Saint Mary’s also has outstanding international “year abroad” programs. My daughter spent her sophomore year in Rome (best money I ever spent on anything). They have a program in France. So she could get immersion French language instruction and practice. Everyone should know at least one other language, if only for the personal satisfaction of mastering something difficult and interesting (I can count to 10 in eight languages or so, but I can’t speak any of them).
Texas A&M (conservative for a large school)
New Mexico Tech for computer science. No French, but fairly conservative.
Colorado school of Mines.
Iowa State University (not very conservative but has strong conservative student clubs).
Hi Tai Chung - I also have a senior daughter aspiring comp sci major. We’ve visited more than a dozen schools. My impression is that virtually all of the small liberal arts schools have tiny computer science programs and are extreme far left. An exception on the leftness was Washington and Lee, which we loved. Still smaller comp sci, but it is a growing major there. For the larger schools, I wouldn’t worry too much about the the liberalness. There are plenty of conservative students at a large school and she will find her tribe. Especially in the hard sciences, she will be around students who are outcome based rather than feeling based - natural born conservatives.

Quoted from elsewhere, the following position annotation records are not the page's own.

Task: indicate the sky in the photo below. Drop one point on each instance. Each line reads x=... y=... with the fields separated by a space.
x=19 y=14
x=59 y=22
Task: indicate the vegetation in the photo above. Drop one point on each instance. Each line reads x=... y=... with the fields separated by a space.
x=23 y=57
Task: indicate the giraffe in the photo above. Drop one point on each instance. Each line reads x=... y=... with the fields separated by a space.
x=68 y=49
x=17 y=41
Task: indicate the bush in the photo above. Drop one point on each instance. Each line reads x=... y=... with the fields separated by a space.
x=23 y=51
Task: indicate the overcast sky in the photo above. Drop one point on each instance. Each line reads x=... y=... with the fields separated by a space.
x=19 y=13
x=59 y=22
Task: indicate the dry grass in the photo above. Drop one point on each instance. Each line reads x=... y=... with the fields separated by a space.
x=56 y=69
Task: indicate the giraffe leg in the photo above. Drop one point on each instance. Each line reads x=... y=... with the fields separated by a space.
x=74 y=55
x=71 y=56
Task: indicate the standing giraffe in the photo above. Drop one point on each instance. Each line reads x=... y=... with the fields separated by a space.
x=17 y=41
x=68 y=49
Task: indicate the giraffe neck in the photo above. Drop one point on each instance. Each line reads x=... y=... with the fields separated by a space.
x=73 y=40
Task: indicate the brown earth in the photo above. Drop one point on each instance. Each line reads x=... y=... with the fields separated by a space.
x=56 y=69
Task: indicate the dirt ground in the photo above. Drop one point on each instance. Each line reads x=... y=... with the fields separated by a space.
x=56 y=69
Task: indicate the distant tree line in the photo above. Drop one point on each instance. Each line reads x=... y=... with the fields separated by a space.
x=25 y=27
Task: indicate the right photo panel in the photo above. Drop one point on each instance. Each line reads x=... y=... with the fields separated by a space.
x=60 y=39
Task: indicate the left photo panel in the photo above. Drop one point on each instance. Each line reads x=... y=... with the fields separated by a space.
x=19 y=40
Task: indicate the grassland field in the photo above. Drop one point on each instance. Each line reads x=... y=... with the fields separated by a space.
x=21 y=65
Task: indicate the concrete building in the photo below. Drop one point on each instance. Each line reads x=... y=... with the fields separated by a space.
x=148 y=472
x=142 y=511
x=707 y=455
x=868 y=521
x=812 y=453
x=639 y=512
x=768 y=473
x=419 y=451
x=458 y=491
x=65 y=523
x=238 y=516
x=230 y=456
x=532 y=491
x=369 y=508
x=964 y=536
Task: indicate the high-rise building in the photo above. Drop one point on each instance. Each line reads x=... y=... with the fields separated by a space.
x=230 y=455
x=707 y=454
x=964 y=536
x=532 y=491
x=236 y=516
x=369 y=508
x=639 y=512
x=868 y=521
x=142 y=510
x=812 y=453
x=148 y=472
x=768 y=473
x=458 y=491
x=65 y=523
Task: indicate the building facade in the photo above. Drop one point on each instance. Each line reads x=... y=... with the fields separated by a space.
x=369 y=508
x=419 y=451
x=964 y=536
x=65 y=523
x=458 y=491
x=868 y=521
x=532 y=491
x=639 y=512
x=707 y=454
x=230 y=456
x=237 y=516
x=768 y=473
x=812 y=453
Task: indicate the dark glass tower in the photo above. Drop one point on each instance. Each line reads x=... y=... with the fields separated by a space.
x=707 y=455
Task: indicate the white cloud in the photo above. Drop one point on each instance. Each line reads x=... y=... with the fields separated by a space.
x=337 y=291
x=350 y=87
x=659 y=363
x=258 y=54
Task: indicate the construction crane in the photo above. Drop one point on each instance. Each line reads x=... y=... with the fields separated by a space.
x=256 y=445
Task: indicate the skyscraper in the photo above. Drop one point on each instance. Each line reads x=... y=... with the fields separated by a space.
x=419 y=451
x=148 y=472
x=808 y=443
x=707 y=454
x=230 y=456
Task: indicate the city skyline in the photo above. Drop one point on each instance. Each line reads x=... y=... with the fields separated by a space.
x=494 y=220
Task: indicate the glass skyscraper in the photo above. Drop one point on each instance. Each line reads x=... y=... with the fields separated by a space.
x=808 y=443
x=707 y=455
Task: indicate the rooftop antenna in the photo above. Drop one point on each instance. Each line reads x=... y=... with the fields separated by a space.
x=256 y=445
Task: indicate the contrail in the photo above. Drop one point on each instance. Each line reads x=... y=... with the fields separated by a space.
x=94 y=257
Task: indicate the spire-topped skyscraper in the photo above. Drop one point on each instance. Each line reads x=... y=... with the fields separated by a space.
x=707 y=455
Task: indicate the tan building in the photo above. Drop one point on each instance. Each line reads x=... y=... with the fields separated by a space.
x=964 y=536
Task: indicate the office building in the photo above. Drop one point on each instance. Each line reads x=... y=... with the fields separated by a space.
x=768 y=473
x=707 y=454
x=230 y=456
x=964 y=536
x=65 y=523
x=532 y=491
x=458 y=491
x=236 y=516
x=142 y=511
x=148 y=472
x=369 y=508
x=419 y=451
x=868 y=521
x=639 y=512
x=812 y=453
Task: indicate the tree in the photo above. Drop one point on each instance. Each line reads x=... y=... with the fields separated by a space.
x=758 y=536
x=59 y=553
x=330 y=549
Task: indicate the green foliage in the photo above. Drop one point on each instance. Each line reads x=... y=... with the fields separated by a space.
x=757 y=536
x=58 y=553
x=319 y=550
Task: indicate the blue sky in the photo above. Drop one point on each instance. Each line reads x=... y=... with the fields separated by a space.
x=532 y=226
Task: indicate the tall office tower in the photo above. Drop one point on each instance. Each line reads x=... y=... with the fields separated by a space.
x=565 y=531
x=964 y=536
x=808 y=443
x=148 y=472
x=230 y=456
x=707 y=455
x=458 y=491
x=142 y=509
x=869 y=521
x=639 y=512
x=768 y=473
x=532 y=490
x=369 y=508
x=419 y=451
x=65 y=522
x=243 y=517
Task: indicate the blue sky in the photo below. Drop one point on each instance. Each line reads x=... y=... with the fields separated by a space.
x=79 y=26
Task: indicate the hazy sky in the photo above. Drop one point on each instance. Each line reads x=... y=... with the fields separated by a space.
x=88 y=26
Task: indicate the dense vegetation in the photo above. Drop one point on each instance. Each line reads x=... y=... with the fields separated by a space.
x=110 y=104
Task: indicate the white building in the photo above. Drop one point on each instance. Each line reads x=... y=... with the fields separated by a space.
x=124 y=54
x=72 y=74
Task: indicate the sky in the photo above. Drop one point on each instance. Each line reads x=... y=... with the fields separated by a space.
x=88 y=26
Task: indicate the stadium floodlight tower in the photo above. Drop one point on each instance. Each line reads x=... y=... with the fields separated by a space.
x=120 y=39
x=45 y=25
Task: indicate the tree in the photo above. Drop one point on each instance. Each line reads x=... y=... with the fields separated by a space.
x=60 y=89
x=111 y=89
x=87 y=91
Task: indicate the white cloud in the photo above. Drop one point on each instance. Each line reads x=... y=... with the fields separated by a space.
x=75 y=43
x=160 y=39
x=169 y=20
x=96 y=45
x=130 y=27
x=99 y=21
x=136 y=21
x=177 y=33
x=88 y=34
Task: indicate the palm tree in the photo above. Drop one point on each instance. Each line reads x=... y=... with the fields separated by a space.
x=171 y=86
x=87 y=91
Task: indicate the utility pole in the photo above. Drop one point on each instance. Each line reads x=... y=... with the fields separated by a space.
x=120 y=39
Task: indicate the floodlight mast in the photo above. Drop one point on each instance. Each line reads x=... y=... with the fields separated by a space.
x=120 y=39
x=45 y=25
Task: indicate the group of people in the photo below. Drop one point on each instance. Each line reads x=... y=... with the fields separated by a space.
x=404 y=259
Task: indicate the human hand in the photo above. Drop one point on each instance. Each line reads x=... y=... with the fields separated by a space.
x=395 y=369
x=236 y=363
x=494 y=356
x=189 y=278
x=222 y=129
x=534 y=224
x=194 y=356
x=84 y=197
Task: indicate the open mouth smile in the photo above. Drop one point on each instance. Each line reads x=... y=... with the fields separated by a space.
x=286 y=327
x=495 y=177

This is Homer Bohn and I endorse your recommendation.
Louisiana State University has computer science, computer engineering, French and orchestra. Plus you can practice speaking domestic French in Louisiana. The combination of computer science and French is interesting. There would be jobs with companies that have offices in West Africa. Also valuable working with French company joint venture partners.
My son is in his 3rd year at Hillsdale. Attending college there will change your daughter in a profoundly positive way, you will be amazed.
Please send me a private message if you want to know more. I’m very happy to promote the institution and their philosophy. Hillsdale is everything you’ve heard and more.
Incidentally, I first learned of Hillsdale from FreeRepublic.